Die Unterschiede sind sicherlich zu gering, um aus ihnen ein Weltuntergangsszenario für die traditionelle Fondsbranche zu stricken. Aber Anlass zum Nachdenken bieten sie doch, zumal alle Zahlen in die gleiche Richtung weisen: Verlieren aktiv gemanagte, nicht börsengehandelte Fonds gerade den Kampf um die Privatanleger gegen ihre jüngeren, hipperen, günstigeren Brüder? Und sind die Unterschiede in der Demographie zwischen Fonds- und ETF-Käufern ein Zeichen dafür, dass sich aktuell vor allem die attraktive Zielgruppe der Early Adopters umorientiert – und weitere Käuferschichten demnächst folgen könnten?
Sicher ist: Exchange Traded Funds befinden sich auf einem inzwischen schon ziemlich lange anhaltenden Siegeszug. Die Assets under Management wachsen Jahr für Jahr, die Zahl der an Deutschlands Börsen notierten ETFs ist längst vierstellig. Immer stärker nimmt die ursprünglich vor allem auf Institutionelle Branche inzwischen auch Privatanleger als potenzielle Kunden ins Visier – und wildert dabei im Revier der Anlagezertifikate ebenso wie im Revier der aktiv gemanagten Fonds.
Vertriebsprobleme bei ETFs als Innovationstreiber
Medien und Verbraucherschützer unterstützen den Siegeszug der günstigen Passiv-Produkte. ETFs gelten als günstig und als zuverlässiger Lieferant der Marktrendite. Gelobt wird außerdem ihre ständige Handelbarkeit und die Tatsache, dass sie einfach in Sparplänen eingesetzt werden können.
Kein Wunder also, dass Vertreter von ETF-Anbietern in der Öffentlichkeit ebenso großzügig wie hintersinnig darauf verweisen, es solle bloß niemand einen ETF kaufen, der eine Rendite über dem Gesamtmarkt erzielen wolle: „Dafür brauchen Sie einen aktiven Fonds. Das Problem ist nur: Sie müssen schon vor dem Kauf wissen, welcher Fonds sich künftig gut entwickeln wird. Hinterher haben es zwar alle gewusst – waren aber nicht investiert.“
So klingt jemand, der aus einer Position der Stärke heraus freimütig Schwächen einräumt – wohl wissend, dass die Konkurrenz seine Schwäche kaum nutzen kann. Denn die klassische, durch aktives Management geprägte Fondsbranche ist dabei, den Kampf um die Selbstentscheider zu verlieren. Das sollte ein Alarmzeichen für die Branche sein – und die Entscheider sollten es zum Anlass nehmen, aktiv darüber nachzudenken, wie sie die Vorzüge ihrer Produkte auch in Zukunft glaubwürdig kommunizieren können. Insbesondere sollten sie ihre Vertriebsstrukturen überdenken. Schließlich sind diese sowohl für die langjährigen Erfolge als auch für die im Vergleich zu ETFs höhere Kostenbelastung aktiv gemanagter Fonds maßgeblich mitverantwortlich.

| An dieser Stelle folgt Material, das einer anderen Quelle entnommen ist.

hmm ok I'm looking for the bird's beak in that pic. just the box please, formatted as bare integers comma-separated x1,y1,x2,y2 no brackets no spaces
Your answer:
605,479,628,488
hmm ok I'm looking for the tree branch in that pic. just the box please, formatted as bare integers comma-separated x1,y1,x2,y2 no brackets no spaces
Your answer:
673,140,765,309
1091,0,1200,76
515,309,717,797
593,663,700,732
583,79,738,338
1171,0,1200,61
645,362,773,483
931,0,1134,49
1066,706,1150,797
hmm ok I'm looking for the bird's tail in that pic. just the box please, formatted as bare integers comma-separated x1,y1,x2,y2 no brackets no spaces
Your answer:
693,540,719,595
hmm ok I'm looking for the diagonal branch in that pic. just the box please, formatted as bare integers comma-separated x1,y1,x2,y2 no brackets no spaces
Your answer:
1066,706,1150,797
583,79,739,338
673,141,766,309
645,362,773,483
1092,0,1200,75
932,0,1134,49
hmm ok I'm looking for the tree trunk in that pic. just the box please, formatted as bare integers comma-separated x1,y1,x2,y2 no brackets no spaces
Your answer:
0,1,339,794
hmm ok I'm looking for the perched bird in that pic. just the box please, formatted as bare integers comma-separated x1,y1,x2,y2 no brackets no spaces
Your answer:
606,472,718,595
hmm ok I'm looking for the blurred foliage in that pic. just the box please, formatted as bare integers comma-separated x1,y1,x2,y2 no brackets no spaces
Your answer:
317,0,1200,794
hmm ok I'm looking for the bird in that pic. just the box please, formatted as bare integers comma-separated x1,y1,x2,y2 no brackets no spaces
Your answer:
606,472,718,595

Die ETF-Branche hat es vorgemacht: Zwar galt es lange Zeit als Hindernis für die Verbreitung von ETFs, dass für die Indexfonds nur im Ausnahmefall Vertriebsprovisionen gezahlt wurden. Doch – drei Euro ins Phrasenschwein – Not macht eben auch erfinderisch – und das kann in Zeiten grundlegender Umwälzungen ein entscheidender Vorteil sein. Dass wir gerade solche Umwälzungen erleben, dürfte unstrittig sein: Regulatorische Veränderungen drängen die provisionsbasierte Anlageberatung zurück, während die Digitalisierung immer mehr Anleger in die Lage versetzt, sich schnell und zuverlässig über Anlageprodukte zu informieren – und diese Produkte dann auch direkt zu kaufen.
Es ist kein Zufall, dass davon vor allem ETFs profitieren: ETF-Sparpläne sind bei Direktbanken inzwischen populärer als klassische Fondssparpläne. Und innovative Fintech-Startups wie justETF, easyfolio oder Vaamo nutzen für ihre Angebote wie selbstverständlich ebenfalls Indexfonds. Aktiv gemanagte Investmentvehikel spielen für die digitale Disruption der Anlagelandschaft im Grunde keine Rolle. Vermutlich funktioniert das traditionelle, auf den provisionsbasierten Vertrieb und wenige Großinvestoren ausgelegte Geschäftsmodell der meisten Fondsgesellschaften einfach nach wie vor zu gut. Ein Grund dafür, sich auf den Erfolgen der Vergangenheit auszuruhen, sollte dies allerdings nicht sein. Sonst kaufen künftig womöglich noch weniger junge und kluge Anleger Fonds.